Guillaume Muller, Sketches of Sound | The Vinyl Anachronist

Was the foreshadowing too obvious when I discussed the possibility of a “purist jazz” trend in 2020 when I reviewed the Fabrizio Sciacca Quartet yesterday? ‘Cuz right on cue we have another fascinating yet straightforward jazz release from guitarist Guillaume Muller, Sketches of Sound. Both recordings focus on small ensembles–trios, quartets and quintets. The difference between this album and the one from FSQ is mainly one of tone and mood–Sketches of Sound swings just as consistently from beginning to end, but with a sweeter and more lyrical overall sound.

Fabrizio Sciacca and Guillaume Muller have very similar stories, which is perhaps why I chose to review these two discs one after the other. Both are young. Muller, like Sciacca, is a recent arrival on the NYC jazz scene from another country (in this case, he grew up in Paris). These are both debut albums. Both performers are young and yet faithful to the way things used to be, back when everything was still being invented on the fly. But Muller strays just a bit further from purest bebop standard to conjure that sweet, languid guitar tone of his.

Another difference is Guillaume Muller’s use of his own distinct guitar style to enhance the arrangements. Where Sciacca is content to let his ensemble explore individually, Muller’s guitar is always there, sometimes slight but always encouraging, always throwing out his ideas. It’s a constant dialogue between performers, and you can almost hear the words that are spoken between them.

That doesn’t mean sax player Nino Wenger, pianist Jim Funnell, bassist Gui Duvgnau and drummer Josh Bailey are merely following orders, which would make them the polar opposite of Sciacca’s veteran crew.
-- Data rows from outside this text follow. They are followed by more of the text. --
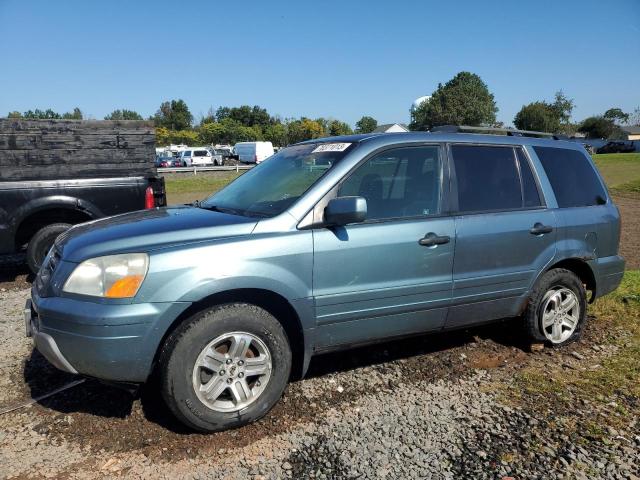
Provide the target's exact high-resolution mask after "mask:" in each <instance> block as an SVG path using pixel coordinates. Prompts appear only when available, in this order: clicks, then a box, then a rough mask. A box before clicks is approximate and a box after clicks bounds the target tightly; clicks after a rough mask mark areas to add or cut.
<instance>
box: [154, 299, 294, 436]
mask: <svg viewBox="0 0 640 480" xmlns="http://www.w3.org/2000/svg"><path fill="white" fill-rule="evenodd" d="M160 369H161V385H162V386H161V388H162V395H163V398H164V400H165V402H166V403H167V405H168V406H169V408H170V409H171V411H172V412H173V413H174V415H175V416H176V417H177V418H178V419H179V420H180V421H181V422H183V423H184V424H185V425H187V426H188V427H190V428H193V429H195V430H199V431H202V432H215V431H220V430H226V429H229V428H236V427H241V426H243V425H246V424H248V423H250V422H253V421H255V420H258V419H259V418H261V417H263V416H264V415H265V414H266V413H267V412H268V411H269V410H271V408H272V407H273V406H274V405H275V404H276V402H277V401H278V400H279V399H280V397H281V396H282V392H283V391H284V389H285V387H286V385H287V381H288V378H289V373H290V371H291V348H290V346H289V342H288V340H287V335H286V333H285V331H284V329H283V328H282V325H281V324H280V323H279V322H278V321H277V320H276V319H275V318H274V317H273V316H272V315H271V314H269V313H268V312H267V311H265V310H263V309H262V308H259V307H256V306H254V305H249V304H243V303H234V304H227V305H222V306H218V307H214V308H212V309H209V310H206V311H204V312H201V313H199V314H196V315H194V316H193V317H191V318H190V319H189V320H187V321H186V322H185V323H183V324H182V325H180V326H179V327H178V328H177V329H176V330H175V332H174V333H173V334H172V335H171V336H170V337H169V339H168V340H167V342H166V343H165V347H164V348H163V351H162V352H161V355H160Z"/></svg>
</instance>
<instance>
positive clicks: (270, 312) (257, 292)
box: [154, 288, 304, 379]
mask: <svg viewBox="0 0 640 480" xmlns="http://www.w3.org/2000/svg"><path fill="white" fill-rule="evenodd" d="M227 303H250V304H252V305H256V306H257V307H260V308H263V309H265V310H266V311H267V312H269V313H270V314H271V315H273V316H274V317H275V318H276V319H277V320H278V321H279V322H280V324H281V325H282V327H283V328H284V331H285V333H286V334H287V338H288V339H289V346H290V347H291V354H292V365H291V377H292V378H293V379H298V378H301V377H302V368H303V360H304V334H303V332H302V324H301V323H300V318H299V317H298V314H297V313H296V311H295V309H294V308H293V307H292V306H291V304H290V303H289V301H288V300H287V299H286V298H284V297H283V296H281V295H279V294H277V293H275V292H272V291H270V290H262V289H253V288H246V289H237V290H228V291H225V292H220V293H216V294H213V295H211V296H209V297H206V298H203V299H202V300H200V301H198V302H194V303H193V304H192V305H191V306H190V307H189V308H187V309H186V310H185V311H184V312H182V313H181V314H180V315H179V316H178V318H176V319H175V320H174V321H173V323H172V324H171V326H170V327H169V328H168V329H167V331H166V332H165V334H164V336H163V337H162V341H161V342H160V345H158V350H157V351H156V355H155V358H154V370H155V368H156V366H157V365H158V359H159V356H160V352H161V351H162V348H163V346H164V344H165V343H166V341H167V338H169V336H170V335H171V333H173V331H174V330H175V329H176V328H178V326H180V325H181V324H182V322H184V321H185V320H187V319H188V318H190V317H192V316H193V315H195V314H196V313H198V312H201V311H203V310H206V309H208V308H211V307H214V306H216V305H223V304H227Z"/></svg>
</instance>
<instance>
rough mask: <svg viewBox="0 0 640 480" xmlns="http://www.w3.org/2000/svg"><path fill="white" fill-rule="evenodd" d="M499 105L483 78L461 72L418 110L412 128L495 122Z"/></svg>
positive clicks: (423, 104)
mask: <svg viewBox="0 0 640 480" xmlns="http://www.w3.org/2000/svg"><path fill="white" fill-rule="evenodd" d="M497 111H498V107H497V106H496V102H495V100H494V97H493V94H492V93H491V92H489V89H488V88H487V85H486V84H485V83H484V82H483V81H482V79H481V78H480V77H479V76H478V75H476V74H474V73H470V72H460V73H458V74H457V75H456V76H455V77H453V78H452V79H451V80H449V81H448V82H447V83H446V84H444V85H442V84H439V85H438V88H437V89H436V91H435V92H433V94H432V95H431V98H430V99H429V100H427V101H425V102H423V103H421V104H420V106H419V107H418V108H417V109H416V110H415V112H414V118H413V121H412V122H411V125H410V128H411V130H429V129H431V128H432V127H435V126H438V125H448V124H452V125H471V126H478V125H482V124H493V123H494V122H495V121H496V113H497Z"/></svg>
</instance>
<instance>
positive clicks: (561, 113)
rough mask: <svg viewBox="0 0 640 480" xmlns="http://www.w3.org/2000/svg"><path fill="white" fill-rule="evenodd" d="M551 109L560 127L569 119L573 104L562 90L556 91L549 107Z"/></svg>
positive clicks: (567, 122)
mask: <svg viewBox="0 0 640 480" xmlns="http://www.w3.org/2000/svg"><path fill="white" fill-rule="evenodd" d="M550 106H551V109H552V110H553V111H554V112H555V114H556V117H557V118H558V121H559V122H560V125H566V124H568V123H569V120H570V119H571V112H573V108H574V107H575V103H574V101H573V99H572V98H567V97H566V96H565V94H564V92H563V91H562V90H558V91H557V92H556V94H555V98H554V100H553V103H552V104H551V105H550Z"/></svg>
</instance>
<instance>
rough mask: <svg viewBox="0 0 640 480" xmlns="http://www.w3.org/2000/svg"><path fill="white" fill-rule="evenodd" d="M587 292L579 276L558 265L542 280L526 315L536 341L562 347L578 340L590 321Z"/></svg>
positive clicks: (531, 298) (549, 271)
They all have exquisite moments. In Sketches of Sound, however, the synergy of the group isn’t based on an unexpected amount of magic in the room, the kind of magic that comes from an incredible amount of experience. It’s also not about just playing the notes either, even when the guy who wrote those notes is sitting in the room with you and watching everything you do. But it is about leadership, and you can hear Guillaume Muller’s ideas in every one of those notes.

It’s very interesting to listen to these two albums together. Fabrizio Sciacca will energize you, and Guillaume Muller will help you to relax afterward. Both are pure jazz albums in their own special ways.